Dixon ended up in Montana to perform in shows, first in Missoula, then in Helena.
Flying in the early 1900s was not safe.
“The pressure was on them to fly faster and farther, and do more and more dangerous tricks, because that’s what the crowd came to want,” Kidston said. “It cost many of these gentlemen their life.”
A New York Times article from Oct. 1, 1911 said Dixon’s historic flight across the Continental Divide took off from the Lewis and Clark Fairgrounds at 2:08 pm on Sept. 30, 1911. He flew about 17 miles and landed at Blossberg at 2:34 pm.
While that might not sound like much today, it was a huge feat at the time.
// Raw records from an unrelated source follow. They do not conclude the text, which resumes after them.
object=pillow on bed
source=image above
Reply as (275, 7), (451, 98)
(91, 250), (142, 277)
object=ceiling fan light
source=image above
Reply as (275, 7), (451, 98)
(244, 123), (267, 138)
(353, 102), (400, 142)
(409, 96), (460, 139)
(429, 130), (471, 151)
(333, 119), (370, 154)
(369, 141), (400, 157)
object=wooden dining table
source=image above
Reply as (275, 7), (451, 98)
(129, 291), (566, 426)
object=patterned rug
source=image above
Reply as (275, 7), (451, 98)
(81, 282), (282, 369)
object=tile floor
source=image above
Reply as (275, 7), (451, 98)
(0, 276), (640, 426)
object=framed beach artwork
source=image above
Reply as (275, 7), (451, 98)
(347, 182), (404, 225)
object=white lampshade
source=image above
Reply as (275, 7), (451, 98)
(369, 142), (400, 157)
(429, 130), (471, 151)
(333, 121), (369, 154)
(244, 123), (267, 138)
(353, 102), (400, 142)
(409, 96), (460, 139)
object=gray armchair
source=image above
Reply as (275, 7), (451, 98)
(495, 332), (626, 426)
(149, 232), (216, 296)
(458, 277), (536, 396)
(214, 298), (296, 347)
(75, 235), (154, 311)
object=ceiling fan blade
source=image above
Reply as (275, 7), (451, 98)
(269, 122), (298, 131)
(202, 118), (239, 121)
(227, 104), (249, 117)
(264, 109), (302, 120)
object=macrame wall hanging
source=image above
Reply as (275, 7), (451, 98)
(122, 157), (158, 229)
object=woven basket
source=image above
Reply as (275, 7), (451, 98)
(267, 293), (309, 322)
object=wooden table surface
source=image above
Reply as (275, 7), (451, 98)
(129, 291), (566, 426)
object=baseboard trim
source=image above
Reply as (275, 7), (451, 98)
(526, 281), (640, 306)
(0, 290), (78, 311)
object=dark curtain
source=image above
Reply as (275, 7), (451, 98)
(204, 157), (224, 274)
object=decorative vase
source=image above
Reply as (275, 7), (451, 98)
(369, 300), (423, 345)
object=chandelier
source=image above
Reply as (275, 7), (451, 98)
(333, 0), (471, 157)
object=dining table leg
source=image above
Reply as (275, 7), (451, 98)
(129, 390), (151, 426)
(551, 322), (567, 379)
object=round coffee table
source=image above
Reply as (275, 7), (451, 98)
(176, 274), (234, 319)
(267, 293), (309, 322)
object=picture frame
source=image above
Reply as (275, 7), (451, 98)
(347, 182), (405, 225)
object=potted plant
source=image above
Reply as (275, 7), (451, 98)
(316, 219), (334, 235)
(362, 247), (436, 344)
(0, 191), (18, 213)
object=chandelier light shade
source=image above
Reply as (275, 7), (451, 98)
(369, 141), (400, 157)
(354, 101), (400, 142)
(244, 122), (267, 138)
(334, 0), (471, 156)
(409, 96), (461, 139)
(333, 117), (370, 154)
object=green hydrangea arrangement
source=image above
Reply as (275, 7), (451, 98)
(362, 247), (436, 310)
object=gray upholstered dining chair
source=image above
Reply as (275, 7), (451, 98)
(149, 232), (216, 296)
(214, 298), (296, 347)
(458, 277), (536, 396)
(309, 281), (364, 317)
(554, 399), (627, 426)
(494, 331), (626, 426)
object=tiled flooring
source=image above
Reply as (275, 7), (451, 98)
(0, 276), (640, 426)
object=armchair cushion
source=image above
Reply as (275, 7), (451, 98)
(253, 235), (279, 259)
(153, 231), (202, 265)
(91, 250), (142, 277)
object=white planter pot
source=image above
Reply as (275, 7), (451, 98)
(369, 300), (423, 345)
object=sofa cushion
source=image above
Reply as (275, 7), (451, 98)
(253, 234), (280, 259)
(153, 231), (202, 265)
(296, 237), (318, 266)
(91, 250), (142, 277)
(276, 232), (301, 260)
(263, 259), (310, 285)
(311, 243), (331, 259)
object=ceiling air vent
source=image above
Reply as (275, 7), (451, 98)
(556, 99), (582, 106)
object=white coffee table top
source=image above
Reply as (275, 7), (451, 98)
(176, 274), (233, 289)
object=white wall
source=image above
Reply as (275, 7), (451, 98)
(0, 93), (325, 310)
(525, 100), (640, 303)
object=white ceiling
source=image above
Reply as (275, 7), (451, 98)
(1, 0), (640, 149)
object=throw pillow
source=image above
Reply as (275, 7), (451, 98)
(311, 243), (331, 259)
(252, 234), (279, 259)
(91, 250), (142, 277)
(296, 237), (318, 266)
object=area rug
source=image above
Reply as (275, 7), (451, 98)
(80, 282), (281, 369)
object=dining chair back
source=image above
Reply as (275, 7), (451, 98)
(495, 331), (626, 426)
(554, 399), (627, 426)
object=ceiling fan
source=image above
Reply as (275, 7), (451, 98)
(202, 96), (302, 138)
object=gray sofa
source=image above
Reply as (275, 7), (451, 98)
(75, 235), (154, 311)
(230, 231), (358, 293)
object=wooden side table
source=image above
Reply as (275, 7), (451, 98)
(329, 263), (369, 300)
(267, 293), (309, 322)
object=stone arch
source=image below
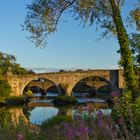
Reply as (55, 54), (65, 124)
(69, 75), (111, 95)
(21, 76), (59, 94)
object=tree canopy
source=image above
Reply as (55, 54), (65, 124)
(0, 52), (34, 75)
(24, 0), (140, 95)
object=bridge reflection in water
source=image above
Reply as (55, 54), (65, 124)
(0, 99), (111, 131)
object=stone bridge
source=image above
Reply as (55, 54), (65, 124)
(4, 70), (125, 96)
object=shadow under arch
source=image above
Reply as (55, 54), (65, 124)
(71, 75), (112, 93)
(21, 76), (61, 94)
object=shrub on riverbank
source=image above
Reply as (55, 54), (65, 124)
(24, 90), (33, 98)
(0, 79), (12, 100)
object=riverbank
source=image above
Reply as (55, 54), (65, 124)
(0, 95), (30, 107)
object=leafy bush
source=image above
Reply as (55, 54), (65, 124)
(25, 90), (33, 98)
(112, 91), (140, 136)
(0, 79), (12, 99)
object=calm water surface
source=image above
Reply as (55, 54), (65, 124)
(0, 93), (111, 125)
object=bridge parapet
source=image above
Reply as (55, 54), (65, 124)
(4, 70), (124, 96)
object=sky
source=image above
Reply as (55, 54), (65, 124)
(0, 0), (136, 70)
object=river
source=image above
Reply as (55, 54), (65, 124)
(0, 93), (111, 126)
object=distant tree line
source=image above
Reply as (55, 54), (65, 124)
(0, 52), (34, 75)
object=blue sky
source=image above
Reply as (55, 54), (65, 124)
(0, 0), (136, 69)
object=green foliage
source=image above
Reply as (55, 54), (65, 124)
(112, 91), (140, 135)
(130, 33), (140, 67)
(41, 115), (73, 130)
(24, 90), (33, 98)
(24, 0), (139, 94)
(0, 79), (12, 99)
(0, 52), (33, 75)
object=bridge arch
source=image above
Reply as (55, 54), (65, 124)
(21, 76), (59, 94)
(68, 75), (112, 95)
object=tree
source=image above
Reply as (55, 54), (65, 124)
(0, 52), (33, 75)
(0, 79), (12, 99)
(24, 0), (139, 96)
(130, 33), (140, 68)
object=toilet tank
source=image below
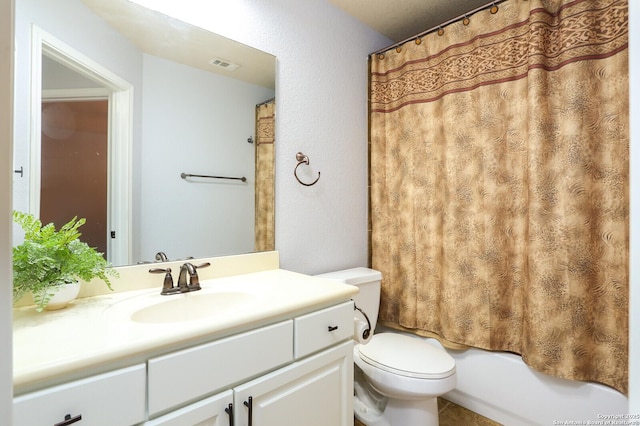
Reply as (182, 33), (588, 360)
(316, 268), (382, 330)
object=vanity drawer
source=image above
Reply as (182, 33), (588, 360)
(143, 389), (233, 426)
(147, 320), (293, 417)
(13, 364), (146, 426)
(293, 301), (354, 359)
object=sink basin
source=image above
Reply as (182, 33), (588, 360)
(130, 292), (257, 324)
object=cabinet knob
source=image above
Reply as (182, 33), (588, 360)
(224, 403), (233, 426)
(244, 396), (253, 426)
(53, 414), (82, 426)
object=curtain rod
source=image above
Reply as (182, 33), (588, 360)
(369, 0), (506, 56)
(256, 96), (276, 107)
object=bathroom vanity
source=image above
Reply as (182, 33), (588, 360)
(14, 256), (358, 426)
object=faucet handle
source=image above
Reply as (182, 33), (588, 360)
(155, 251), (169, 262)
(149, 268), (179, 295)
(189, 262), (211, 291)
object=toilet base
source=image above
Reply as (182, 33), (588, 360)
(382, 398), (439, 426)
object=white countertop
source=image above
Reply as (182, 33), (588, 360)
(13, 269), (358, 394)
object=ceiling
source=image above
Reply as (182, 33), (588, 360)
(328, 0), (491, 42)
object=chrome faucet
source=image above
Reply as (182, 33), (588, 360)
(178, 262), (211, 293)
(156, 251), (169, 262)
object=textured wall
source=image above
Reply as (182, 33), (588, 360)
(130, 0), (390, 273)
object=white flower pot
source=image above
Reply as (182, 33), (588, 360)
(45, 282), (80, 311)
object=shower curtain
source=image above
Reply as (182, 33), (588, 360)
(255, 100), (276, 251)
(370, 0), (629, 393)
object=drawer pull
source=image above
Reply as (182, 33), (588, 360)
(53, 414), (82, 426)
(244, 396), (253, 426)
(224, 403), (233, 426)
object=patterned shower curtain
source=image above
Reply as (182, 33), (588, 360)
(370, 0), (629, 393)
(255, 100), (276, 251)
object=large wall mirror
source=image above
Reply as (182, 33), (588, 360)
(13, 0), (276, 265)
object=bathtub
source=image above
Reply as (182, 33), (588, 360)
(381, 329), (638, 426)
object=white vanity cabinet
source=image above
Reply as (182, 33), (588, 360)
(13, 364), (146, 426)
(233, 340), (353, 426)
(151, 302), (353, 426)
(14, 301), (353, 426)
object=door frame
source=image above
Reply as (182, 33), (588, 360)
(29, 25), (133, 265)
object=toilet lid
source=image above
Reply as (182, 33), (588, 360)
(358, 333), (456, 379)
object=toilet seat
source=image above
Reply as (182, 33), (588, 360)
(358, 333), (456, 380)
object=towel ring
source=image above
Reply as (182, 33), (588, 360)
(293, 152), (320, 186)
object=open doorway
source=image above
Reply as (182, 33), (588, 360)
(40, 99), (110, 258)
(29, 26), (133, 265)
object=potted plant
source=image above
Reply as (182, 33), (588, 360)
(13, 211), (117, 311)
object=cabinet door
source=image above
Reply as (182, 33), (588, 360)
(13, 364), (146, 426)
(148, 320), (293, 417)
(234, 341), (353, 426)
(144, 390), (233, 426)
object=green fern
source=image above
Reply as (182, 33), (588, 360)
(13, 211), (117, 311)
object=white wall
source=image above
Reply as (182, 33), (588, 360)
(132, 0), (391, 273)
(0, 1), (13, 425)
(141, 55), (274, 261)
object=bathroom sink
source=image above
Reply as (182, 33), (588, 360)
(130, 292), (256, 324)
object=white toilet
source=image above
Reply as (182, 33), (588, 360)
(318, 268), (456, 426)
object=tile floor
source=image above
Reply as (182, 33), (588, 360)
(354, 398), (501, 426)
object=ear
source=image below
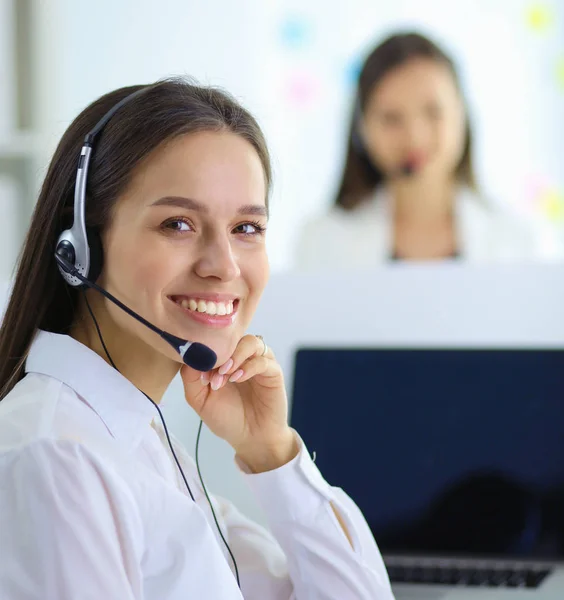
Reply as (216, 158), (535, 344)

“A lot of people flew in the midwest where the ground was flat and the air was relatively stable on a sunny day,” Kidston said. “As we all know here in the Rocky Mountains, the air can be rather turbulent at times, and unpredictably so. So, it proved that airplanes could fly at elevation and also at times in rough turbulence.”
Dixon’s flight in Helena was one of his last. He died on Oct. 2, 1911, when his plane crashed in Spokane.
You can still find Dixon’s name in the Helena area—Cromwell Dixon Campground sits atop the Continental Divide, and Cromwell Dixon Lane is just west of the Helena Regional Airport—but otherwise, Kidston said Dixon’s legacy has largely been forgotten.
“He was part of the evolution of flight here in the United States, and I think he kind of deserves a little bit of credit for that,” Kidston said.